A proposal to place exercise equipment along an existing bike trail was voted on in the last cycle, with results set to be announced soon. Bautista expects other health-related proposals in the ward’s next election cycle.

“At first we didn’t really know what was possible,” said Bautista, who now works as engagement director for the Participatory Budgeting Project. “We’re really ready to get more creative in the projects we can do.”

While participants say they are thrilled with the successes and the potential of participatory budgeting, the process in Chicago has not been without challenges.

Menu money can only be spent on infrastructure, so it can’t be used to start an after-school program or hire an extra teacher, for example. And since it is the main funding source available for street repaving and lighting, residents can be forced to choose between necessary infrastructure and the projects they really want ― a challenge that particularly concerned Alderman Ricardo Munoz.

“No matter how hard we tried to convince people that it was important to resurface alleys and roads, the money went to spray pools, basketball courts and additional lights for night basketball and baseball,” Munoz said during a discussion about PB on the TV station WTTW last spring.

In each ward, the first step is for residents to vote what percentage of the money should go to repaving. After that, they vote on proposed projects they’d like to fund.

In April, the city’s inspector general released an audit saying that menu money is vastly insufficient for infrastructure, and that the uniform distribution across wards shortchanges neighborhoods with infrastructure in bad condition. He called for centralizing repaving under the city Department of Transportation, a move that could jeopardize menu money for participatory budgeting.

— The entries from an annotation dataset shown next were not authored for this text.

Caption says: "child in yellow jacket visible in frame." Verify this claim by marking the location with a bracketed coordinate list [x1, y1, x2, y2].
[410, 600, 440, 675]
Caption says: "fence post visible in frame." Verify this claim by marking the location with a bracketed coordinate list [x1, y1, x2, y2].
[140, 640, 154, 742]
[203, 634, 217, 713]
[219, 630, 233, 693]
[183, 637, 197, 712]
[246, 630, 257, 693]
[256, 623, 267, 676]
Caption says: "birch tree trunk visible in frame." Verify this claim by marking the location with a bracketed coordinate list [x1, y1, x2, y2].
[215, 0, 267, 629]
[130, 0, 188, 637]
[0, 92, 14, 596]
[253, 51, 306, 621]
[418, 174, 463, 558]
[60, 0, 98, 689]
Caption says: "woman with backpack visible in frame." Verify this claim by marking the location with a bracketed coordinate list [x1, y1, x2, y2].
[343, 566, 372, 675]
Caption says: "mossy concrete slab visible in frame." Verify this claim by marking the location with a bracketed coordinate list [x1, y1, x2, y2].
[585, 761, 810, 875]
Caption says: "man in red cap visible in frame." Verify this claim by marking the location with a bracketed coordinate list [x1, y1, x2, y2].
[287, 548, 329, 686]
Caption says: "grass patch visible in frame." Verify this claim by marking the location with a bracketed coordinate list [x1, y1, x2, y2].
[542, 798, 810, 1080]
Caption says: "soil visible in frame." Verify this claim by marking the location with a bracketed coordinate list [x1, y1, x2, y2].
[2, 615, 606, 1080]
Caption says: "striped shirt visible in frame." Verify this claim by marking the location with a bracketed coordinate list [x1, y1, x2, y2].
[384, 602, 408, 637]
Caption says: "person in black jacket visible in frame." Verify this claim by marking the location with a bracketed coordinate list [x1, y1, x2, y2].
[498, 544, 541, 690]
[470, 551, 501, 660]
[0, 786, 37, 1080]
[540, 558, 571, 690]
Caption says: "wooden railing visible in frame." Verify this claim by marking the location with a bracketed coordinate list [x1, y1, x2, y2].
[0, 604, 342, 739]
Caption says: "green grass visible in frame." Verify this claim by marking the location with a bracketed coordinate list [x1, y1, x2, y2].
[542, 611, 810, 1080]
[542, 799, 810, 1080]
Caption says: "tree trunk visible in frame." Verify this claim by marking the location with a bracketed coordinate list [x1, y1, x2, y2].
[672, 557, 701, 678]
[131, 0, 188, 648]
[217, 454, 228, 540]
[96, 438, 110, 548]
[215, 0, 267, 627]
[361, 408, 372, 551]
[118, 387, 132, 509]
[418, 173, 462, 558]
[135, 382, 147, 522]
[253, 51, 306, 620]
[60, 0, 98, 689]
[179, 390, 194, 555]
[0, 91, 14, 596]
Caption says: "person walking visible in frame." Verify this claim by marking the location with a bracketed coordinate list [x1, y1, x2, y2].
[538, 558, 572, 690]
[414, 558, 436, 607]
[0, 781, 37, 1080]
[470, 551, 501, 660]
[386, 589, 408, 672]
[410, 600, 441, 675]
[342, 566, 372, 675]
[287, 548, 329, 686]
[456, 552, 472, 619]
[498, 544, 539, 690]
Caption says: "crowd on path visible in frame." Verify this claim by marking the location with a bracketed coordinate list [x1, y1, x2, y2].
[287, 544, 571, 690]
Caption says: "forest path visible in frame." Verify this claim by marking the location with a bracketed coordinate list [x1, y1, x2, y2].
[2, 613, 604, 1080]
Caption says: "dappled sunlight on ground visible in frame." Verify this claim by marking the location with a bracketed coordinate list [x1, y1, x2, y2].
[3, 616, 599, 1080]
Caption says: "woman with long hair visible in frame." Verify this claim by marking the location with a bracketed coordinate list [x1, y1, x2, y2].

But there are many other ways participatory budgeting could play out. On Dec. 16, PB Chicago held a forum for Chicagoans to celebrate and strategize about the future of participatory budgeting.

“Chicago could have a citywide process around school budgets, criminal justice reform, TIFs [tax increment financing],” said Hadden. “The sky’s the limit here when you think about PB as a tool helping solve a problem.”

The biggest challenge may be that, as with any democratic process, success depends on widespread participation. But many Chicagoans struggling just to get by have little time or energy for extra projects, especially if they feel alienated and disillusioned by city government. This could be particularly true for underserved low-income people and people of color, who potentially have the most to gain through participatory budgeting, but see the process dominated by wealthier people with more time on their hands.

“When you’re used to things being told to you and demanded of you, and you never have a voice, you can be a little leery,” said Lawson, noting that her neighbors are increasingly interested in participatory budgeting since learning about her murals. “It’s a process, it’s important we keep at it year after year, so it becomes a norm.”